In contrast, a strongly connected network brings together cycles, which represent a series of decisions that eventually come back to us. This reflects how our actions—whether good or bad—circle back and influence our lives.

Example: Think of making a decision at work. If you choose to cut corners on a project, the short-term benefit may be that you finish quickly. But over time, the consequences may catch up with you: errors may be discovered, the project may fail, or your reputation might suffer. This is a feedback loop, where decisions eventually lead to consequences, much like karma.

The Value of Feedback Systems

In IFN, a cycle is a series of connected actions or decisions that eventually return to the starting point, completing the loop. When this happens, we have a feedback system, where the outcomes of our decisions come back to influence future decisions. This is essential for learning, growth, and developing a deeper understanding of our actions’ impacts.

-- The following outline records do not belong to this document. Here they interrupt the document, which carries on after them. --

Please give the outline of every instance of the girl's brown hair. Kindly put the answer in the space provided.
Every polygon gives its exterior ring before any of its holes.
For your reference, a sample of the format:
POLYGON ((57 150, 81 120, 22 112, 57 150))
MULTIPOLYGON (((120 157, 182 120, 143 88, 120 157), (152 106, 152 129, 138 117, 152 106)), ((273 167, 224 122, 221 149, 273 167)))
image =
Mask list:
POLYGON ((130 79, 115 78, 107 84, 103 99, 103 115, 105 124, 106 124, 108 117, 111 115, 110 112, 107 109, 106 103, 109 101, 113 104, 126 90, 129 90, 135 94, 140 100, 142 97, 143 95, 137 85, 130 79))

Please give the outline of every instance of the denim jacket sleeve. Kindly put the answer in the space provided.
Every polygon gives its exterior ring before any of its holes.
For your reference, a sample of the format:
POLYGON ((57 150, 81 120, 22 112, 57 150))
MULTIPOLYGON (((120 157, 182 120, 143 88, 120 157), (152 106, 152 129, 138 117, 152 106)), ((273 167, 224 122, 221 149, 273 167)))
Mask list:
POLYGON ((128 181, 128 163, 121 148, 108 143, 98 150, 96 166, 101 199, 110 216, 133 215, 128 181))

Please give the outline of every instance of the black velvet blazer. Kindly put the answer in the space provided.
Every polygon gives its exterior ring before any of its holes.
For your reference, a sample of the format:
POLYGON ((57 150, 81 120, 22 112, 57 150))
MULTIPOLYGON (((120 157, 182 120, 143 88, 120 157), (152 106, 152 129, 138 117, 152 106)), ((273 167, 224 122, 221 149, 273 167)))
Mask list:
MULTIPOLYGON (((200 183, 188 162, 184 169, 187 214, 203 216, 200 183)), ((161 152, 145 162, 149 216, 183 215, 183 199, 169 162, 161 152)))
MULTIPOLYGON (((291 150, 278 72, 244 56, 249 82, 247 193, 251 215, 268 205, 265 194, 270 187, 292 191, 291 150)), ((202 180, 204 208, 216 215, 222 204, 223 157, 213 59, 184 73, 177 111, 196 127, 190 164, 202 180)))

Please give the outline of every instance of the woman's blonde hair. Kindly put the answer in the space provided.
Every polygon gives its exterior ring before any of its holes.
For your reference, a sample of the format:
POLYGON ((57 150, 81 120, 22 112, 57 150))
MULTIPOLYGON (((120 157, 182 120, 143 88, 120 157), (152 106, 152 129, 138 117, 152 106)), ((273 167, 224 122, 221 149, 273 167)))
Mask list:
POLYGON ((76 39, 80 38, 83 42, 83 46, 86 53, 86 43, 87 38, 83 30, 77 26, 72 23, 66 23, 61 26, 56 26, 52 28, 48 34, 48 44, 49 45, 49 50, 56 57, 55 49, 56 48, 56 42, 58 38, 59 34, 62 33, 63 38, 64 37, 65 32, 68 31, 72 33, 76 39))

Example: Consider a business that operates without considering its environmental impact. In the short term, they may profit by cutting costs. But eventually, environmental degradation leads to resource shortages, increased regulation, or loss of consumer trust. By ignoring the feedback from their actions, they create an open-ended system that doesn’t fully reflect reality.

By contrast, if that business thought about the long-term consequences—such as sustainability, consumer impact, and environmental health—it would create a feedback system that encourages positive decision-making. This is how karma and system thinking work together in IFN.

Morality and Logic through IFN

Morality is not just about religious teachings—it can also be understood logically and modeled mathematically using IFN. For example, integer-based IFN models can explain moral lessons through logic and mathematics.

By introducing IFN concepts to people of all ages, we can help them derive important life values through math and logic. By using IFN, we can model real-world situations mathematically and understand how our decisions impact the world around us. Even children can learn these ideas by modeling simple IFN concepts, allowing them to understand abstract ideas like cause and effect, fairness, and honesty. This teaches us valuable moral lessons—how to think about fairness, honesty, justice, and cooperation.

Our goal is to teach others how to use IFN to model the real world, abstract these concepts into math, and then apply them back to life. By doing this, people can better understand their actions and predict what will happen next.

The merit and novelty of the IFN model lie in its ability to help us think critically and ethically about the world, using logic and math to improve our decision-making and moral understanding.

By understanding and applying these principles of IFN morality and spirituality, we can make more responsible, honest, and impactful decisions that benefit not only ourselves but also the larger systems we are part of.